Division of Neurosurgery, Department of Surgery, Duke University Medical Center, Durham, North Carolina, United States of America.
PLoS One. 2011 Jan 26;6(1):e16031. doi: 10.1371/journal.pone.0016031.
Current radiographic response criteria for brain tumors have difficulty describing changes surrounding postoperative resection cavities. Volumetric techniques may offer improved assessment, however usually are time-consuming, subjective and require expert opinion and specialized magnetic resonance imaging (MRI) sequences. We describe the application of a novel volumetric software algorithm that is nearly fully automated and uses standard T1 pre- and post-contrast MRI sequences. T1-weighted pre- and post-contrast images are automatically fused and normalized. The tumor region of interest is grossly outlined by the user. An atlas of the nasal mucosa is automatically detected and used to normalize levels of enhancement. The volume of enhancing tumor is then automatically calculated. We tested the ability of our method to calculate enhancing tumor volume with resection cavity collapse and when the enhancing tumor is obscured by subacute blood in a resection cavity. To determine variability in results, we compared narrowly-defined tumor regions with tumor regions that include adjacent meningeal enhancement and also compared different contrast enhancement threshold levels used for the automatic calculation of enhancing tumor volume. Our method quantified enhancing tumor volume despite resection cavity collapse. It detected tumor volume increase in the midst of blood products that incorrectly caused decreased measurements by other techniques. Similar trends in volume changes across scans were seen with inclusion or exclusion of meningeal enhancement and despite different automated thresholds for tissue enhancement. Our approach appears to overcome many of the challenges with response assessment of enhancing brain tumors and warrants further examination and validation.

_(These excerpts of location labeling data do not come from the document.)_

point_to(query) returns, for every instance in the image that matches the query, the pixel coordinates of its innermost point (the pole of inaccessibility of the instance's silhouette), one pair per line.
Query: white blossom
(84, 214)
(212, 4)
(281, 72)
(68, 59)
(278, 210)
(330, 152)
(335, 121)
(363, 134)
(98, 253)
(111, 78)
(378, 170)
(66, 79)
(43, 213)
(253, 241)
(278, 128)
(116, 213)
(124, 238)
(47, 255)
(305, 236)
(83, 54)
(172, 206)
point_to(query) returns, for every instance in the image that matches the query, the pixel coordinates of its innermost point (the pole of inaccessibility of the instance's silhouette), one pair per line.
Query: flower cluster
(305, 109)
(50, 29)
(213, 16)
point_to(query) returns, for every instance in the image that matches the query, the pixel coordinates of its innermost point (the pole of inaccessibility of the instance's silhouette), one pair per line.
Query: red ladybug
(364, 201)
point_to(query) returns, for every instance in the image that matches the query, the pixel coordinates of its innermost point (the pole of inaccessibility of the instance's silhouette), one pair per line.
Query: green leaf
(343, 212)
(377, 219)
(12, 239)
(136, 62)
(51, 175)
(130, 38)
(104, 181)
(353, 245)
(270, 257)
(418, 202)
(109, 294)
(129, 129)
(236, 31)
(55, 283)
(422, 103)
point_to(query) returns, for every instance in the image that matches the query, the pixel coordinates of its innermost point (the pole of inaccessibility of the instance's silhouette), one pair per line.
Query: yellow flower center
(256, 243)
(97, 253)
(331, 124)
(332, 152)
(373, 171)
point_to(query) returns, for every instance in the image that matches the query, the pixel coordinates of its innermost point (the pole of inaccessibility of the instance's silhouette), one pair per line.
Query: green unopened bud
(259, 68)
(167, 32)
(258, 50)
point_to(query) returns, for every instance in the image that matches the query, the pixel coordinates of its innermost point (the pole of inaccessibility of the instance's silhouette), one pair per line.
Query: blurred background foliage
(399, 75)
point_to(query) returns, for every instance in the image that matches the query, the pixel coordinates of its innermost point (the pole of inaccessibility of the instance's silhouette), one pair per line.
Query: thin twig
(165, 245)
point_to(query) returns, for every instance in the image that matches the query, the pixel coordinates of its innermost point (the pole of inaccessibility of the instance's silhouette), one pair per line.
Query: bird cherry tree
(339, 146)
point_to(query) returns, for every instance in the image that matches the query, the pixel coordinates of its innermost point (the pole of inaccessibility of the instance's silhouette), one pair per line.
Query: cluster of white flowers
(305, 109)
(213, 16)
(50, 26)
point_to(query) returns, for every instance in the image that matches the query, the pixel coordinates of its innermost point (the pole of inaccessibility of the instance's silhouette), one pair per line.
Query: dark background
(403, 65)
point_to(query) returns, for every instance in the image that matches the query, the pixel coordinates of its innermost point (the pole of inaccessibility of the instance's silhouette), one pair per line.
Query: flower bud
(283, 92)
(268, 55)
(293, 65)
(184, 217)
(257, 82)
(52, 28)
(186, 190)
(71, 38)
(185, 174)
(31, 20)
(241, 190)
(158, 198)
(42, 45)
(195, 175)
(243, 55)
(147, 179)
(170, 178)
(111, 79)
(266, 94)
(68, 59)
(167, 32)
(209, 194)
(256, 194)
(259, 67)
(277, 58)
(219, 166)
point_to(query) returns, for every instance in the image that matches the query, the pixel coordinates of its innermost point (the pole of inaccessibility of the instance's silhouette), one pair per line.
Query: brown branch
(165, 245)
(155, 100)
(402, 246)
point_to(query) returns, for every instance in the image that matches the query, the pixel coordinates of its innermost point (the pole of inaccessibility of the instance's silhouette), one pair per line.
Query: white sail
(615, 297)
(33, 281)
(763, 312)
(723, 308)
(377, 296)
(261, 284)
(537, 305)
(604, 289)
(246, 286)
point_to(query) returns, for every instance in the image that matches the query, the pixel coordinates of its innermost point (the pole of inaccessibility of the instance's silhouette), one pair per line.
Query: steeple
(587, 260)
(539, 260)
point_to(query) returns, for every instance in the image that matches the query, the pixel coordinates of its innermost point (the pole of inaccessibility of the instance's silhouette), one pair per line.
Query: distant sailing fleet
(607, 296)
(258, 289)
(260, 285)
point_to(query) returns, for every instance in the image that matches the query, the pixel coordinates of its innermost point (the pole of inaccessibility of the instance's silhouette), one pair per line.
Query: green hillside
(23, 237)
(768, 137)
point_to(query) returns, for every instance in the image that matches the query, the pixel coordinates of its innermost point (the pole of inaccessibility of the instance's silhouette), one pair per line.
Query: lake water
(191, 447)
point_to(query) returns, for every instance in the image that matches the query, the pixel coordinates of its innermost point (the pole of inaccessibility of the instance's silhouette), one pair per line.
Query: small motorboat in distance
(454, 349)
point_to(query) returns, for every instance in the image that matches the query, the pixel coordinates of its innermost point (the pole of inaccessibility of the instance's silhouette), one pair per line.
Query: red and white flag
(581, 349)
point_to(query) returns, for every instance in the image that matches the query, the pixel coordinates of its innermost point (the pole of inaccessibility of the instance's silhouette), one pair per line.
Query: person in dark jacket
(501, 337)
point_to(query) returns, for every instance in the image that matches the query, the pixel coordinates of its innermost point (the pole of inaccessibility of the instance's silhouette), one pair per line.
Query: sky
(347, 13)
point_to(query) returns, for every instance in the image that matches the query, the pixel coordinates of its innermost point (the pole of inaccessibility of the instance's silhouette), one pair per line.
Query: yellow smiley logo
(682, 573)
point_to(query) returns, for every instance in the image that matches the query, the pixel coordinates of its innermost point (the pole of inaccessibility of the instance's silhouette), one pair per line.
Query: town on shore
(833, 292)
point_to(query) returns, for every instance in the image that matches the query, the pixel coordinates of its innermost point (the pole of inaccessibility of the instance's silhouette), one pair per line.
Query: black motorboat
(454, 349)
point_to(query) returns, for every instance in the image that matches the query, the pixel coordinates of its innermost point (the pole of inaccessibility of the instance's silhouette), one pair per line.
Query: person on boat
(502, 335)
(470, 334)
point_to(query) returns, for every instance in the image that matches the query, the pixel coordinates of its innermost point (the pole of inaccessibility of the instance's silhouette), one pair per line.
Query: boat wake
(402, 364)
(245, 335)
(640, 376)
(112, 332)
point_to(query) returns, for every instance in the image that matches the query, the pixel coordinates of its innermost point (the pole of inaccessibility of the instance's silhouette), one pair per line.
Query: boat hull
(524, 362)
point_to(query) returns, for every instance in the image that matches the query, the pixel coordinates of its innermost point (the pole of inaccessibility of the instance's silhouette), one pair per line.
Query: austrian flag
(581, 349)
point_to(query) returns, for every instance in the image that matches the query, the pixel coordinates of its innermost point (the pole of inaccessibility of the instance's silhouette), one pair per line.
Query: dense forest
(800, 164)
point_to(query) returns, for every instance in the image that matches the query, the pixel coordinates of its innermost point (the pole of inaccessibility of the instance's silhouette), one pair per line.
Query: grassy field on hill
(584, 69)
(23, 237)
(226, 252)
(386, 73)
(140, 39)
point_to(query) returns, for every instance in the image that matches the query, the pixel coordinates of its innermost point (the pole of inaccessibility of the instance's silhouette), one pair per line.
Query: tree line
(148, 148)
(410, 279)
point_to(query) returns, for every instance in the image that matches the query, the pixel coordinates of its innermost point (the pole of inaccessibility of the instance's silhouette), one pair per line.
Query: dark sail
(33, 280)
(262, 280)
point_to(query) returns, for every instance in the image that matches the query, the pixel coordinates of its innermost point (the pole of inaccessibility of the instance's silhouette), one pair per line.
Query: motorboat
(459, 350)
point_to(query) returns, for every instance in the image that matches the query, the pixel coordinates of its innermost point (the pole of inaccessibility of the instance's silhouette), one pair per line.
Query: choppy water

目前,用于脑肿瘤的放射学反应标准在描述术后切除腔周围的变化方面存在困难。体积技术可能提供更好的评估,但通常耗时、主观,需要专家意见和专门的磁共振成像(MRI)序列。我们描述了一种新型的自动、几乎完全自动化的体积软件算法的应用,该算法使用标准的 T1 对比前后 MRI 序列。T1 加权前后图像自动融合和归一化。用户粗略勾勒肿瘤感兴趣区。自动检测鼻黏膜图谱并用于增强水平的归一化。然后自动计算增强肿瘤的体积。我们测试了我们的方法在切除腔塌陷和增强肿瘤被切除腔内亚急性血液遮挡时计算增强肿瘤体积的能力。为了确定结果的可变性,我们比较了狭窄定义的肿瘤区域与包括相邻脑膜增强的肿瘤区域,还比较了自动计算增强肿瘤体积时使用的不同对比增强阈值水平。尽管切除腔塌陷,我们的方法仍能定量增强肿瘤的体积。它检测到在血液产物中肿瘤体积的增加,而其他技术会错误地导致测量值降低。包括或排除脑膜增强以及不同的组织增强自动阈值对体积变化的相似趋势在不同扫描中均可见。我们的方法似乎克服了评估增强脑肿瘤反应的许多挑战,值得进一步研究和验证。